Creating a Custom Plugin
------------------------

To implement an entirely new plugin you should implement the base class
:py:class:`keystoneauth1.plugin.BaseAuthPlugin` and provide the
:py:meth:`~keystoneauth1.plugin.BaseAuthPlugin.get_endpoint`,
:py:meth:`~keystoneauth1.plugin.BaseAuthPlugin.get_token` and
:py:meth:`~keystoneauth1.plugin.BaseAuthPlugin.invalidate` methods.
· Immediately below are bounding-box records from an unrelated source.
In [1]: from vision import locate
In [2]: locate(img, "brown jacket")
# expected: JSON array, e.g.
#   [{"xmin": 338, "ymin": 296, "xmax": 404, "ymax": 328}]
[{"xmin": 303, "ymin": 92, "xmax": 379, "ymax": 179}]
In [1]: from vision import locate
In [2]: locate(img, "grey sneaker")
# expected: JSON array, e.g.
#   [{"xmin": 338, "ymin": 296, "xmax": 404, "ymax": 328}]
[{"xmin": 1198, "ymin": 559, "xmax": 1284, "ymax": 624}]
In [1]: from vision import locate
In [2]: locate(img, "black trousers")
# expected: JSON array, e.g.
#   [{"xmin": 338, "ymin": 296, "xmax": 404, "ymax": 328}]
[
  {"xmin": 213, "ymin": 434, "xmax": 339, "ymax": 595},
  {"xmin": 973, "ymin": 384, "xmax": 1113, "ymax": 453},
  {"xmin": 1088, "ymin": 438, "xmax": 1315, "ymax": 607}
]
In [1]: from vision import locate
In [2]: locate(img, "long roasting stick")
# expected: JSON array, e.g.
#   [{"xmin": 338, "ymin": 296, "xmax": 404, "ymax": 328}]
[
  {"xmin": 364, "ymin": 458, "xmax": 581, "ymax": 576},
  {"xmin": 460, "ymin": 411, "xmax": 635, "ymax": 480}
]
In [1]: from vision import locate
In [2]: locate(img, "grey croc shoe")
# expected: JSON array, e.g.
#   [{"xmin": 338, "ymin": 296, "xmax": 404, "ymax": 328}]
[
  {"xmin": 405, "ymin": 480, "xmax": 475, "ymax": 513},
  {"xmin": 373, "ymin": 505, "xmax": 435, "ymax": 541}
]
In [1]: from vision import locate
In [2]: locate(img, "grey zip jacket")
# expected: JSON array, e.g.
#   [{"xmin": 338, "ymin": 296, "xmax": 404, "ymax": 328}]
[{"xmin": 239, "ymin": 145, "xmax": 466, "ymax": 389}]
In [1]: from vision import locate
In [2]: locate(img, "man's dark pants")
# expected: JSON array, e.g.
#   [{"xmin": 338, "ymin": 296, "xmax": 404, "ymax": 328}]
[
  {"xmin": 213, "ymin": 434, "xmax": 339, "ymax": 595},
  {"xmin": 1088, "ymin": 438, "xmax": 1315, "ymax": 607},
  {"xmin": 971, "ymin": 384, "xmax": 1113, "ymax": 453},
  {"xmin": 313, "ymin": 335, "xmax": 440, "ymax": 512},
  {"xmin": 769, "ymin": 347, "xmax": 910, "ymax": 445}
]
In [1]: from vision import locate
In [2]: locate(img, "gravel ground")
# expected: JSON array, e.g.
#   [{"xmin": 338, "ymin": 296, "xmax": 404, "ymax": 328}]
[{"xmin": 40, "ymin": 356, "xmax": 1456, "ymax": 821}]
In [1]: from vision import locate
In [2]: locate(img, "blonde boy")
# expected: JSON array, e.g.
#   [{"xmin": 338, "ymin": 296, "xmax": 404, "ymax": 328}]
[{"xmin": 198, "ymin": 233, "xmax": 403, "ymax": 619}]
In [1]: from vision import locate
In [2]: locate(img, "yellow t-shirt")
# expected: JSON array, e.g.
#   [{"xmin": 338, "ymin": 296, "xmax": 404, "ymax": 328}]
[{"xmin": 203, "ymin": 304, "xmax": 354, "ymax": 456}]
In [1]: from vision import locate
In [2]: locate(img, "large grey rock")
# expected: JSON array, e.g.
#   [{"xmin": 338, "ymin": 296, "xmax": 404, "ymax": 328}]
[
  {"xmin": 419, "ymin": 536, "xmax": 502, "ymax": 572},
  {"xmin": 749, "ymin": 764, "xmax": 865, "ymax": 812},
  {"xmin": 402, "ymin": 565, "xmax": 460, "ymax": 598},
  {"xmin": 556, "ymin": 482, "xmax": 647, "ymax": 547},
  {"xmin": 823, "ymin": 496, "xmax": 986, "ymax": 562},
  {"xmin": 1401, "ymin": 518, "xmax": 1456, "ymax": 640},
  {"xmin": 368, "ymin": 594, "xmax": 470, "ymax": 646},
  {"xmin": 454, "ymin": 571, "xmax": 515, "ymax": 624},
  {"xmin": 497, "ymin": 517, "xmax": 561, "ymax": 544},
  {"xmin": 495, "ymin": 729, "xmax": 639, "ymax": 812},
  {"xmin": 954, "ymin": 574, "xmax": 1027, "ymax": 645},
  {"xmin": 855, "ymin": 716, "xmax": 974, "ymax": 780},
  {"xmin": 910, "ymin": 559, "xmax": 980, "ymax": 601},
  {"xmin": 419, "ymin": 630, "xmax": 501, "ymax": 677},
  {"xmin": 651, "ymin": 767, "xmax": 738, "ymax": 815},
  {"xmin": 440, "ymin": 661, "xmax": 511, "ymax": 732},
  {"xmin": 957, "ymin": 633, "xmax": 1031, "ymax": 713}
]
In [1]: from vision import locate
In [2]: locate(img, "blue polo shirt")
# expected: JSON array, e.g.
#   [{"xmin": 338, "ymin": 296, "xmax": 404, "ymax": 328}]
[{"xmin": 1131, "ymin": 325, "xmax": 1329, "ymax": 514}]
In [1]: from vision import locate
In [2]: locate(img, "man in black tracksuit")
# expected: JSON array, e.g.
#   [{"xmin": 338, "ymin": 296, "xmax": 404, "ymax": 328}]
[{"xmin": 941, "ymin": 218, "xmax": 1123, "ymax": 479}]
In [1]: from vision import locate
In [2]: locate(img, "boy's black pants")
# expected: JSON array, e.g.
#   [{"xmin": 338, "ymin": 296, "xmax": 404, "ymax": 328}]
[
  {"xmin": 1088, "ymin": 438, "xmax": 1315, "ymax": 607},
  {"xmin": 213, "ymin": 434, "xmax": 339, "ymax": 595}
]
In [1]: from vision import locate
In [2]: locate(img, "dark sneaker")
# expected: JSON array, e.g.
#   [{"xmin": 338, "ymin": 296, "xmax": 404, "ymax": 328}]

:py:meth:`~keystoneauth1.plugin.BaseAuthPlugin.get_token` is called to retrieve
the string token from a plugin. It is intended that a plugin will cache a
received token and so if the token is still valid then it should be re-used
rather than fetching a new one. A session object is provided with which the
plugin can contact it's server. (Note: use `authenticated=False` when making
those requests or it will end up being called recursively). The return value
should be the token as a string.

:py:meth:`~keystoneauth1.plugin.BaseAuthPlugin.get_endpoint` is called to
determine a base URL for a particular service's requests. The keyword arguments
provided to the function are those that are given by the `endpoint_filter`
variable in :py:meth:`keystoneauth1.session.Session.request`. A session object
is also provided so that the plugin may contact an external source to determine
the endpoint.  Again this will be generally be called once per request and so
it is up to the plugin to cache these responses if appropriate. The return
value should be the base URL to communicate with.

:py:meth:`~keystoneauth1.plugin.BaseAuthPlugin.invalidate` should also be
implemented to clear the current user credentials so that on the next
:py:meth:`~keystoneauth1.plugin.BaseAuthPlugin.get_token` call a new token can
be retrieved.

The most simple example of a plugin is the
:py:class:`keystoneauth1.token_endpoint.Token` plugin.